Māori news stories for the week ending 3 August 2012

  • Doctor Katarina Edmonds and Doctor Poia Rewi have been appointed to the Board of The Maori Language Commission. They will replace outgoing members, Dame Iritana Tawhiwhirangi and Ruakere Hond.
  • This week Ngāti Tūwharetoa confirmed that Sir Tumu te Heuheu has withdrawn from his role as chair of the Tūwharetoa Māori Trust Board. Sir Tumu te Heuheu remains paramount chief of Ngāti Tūwharetoa.
  • On Monday the launch of Indigenous New Zealand was held in Auckland. Indigenous New Zealand is a collective of eighteen Māori food and beverage producers, working together to increase recognition within local and international markets.
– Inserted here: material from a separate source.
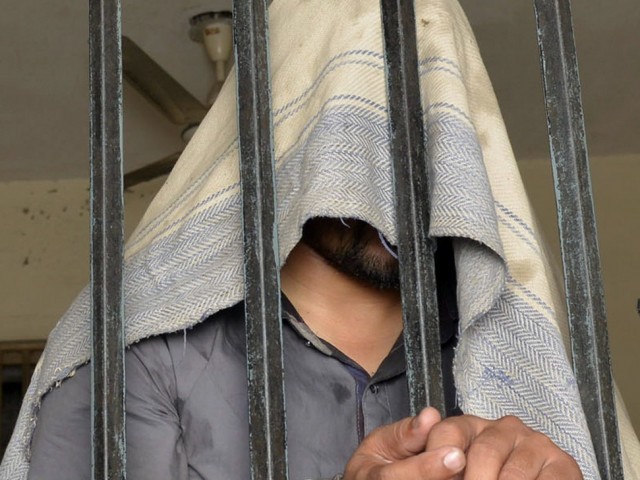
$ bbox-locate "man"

  • This week the Māori Affairs Select Committee continued to hear oral submissions for the Inquiry into the Determinants of Wellbeing for Māori Children.
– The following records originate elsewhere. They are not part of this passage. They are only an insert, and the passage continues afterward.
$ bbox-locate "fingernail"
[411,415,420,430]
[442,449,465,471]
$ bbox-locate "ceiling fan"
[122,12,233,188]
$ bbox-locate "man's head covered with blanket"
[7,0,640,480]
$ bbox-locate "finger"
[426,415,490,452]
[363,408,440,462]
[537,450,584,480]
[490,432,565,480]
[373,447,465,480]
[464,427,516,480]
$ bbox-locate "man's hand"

  • On Monday the Office of the Auditor-General announced that they will not hold an investigation into funding aspects of Te Raukura, Te Wharewaka o Poneke. (In April an unnamed party lodged a request with the Office for an investigation, alleging matters of financial impropriety.)
  • On Wednesday the Ministry for Primary Industries opened a special round of funding, Sustainable Farming Fund (SFF), for Māori agri-businesses. The fund will provide $1 million for co-investment into projects that will encourage sustainable resource use in Māori agri-businesses. Applications close on 31 August.
  • This week two Māori writers won awards in the New Zealand Post Book Awards. Chris Winitana (Ngāti Tūwharetoa and Ngāi Tūhoe) won the Māori Language category for his book, Toku Reo, Toku Ohooho: (My Language, My Inspiration). Paula Morris (Ngāti Wai) won the fiction category with her historical novel, Rangatira.
  • This week one case relating to the misuse of Whānau Ora funding at the We Against Violence Trust in Dunedin was heard, with Michael Logan Wong-Tong pleading guilty to conspiracy to sell cannabis. Overall, charges relate to dishonestly offences, with the Police Statement of Facts alleging that public funds were used for the purchasing of illegal drugs. Cases against other people related to this matter are continuing.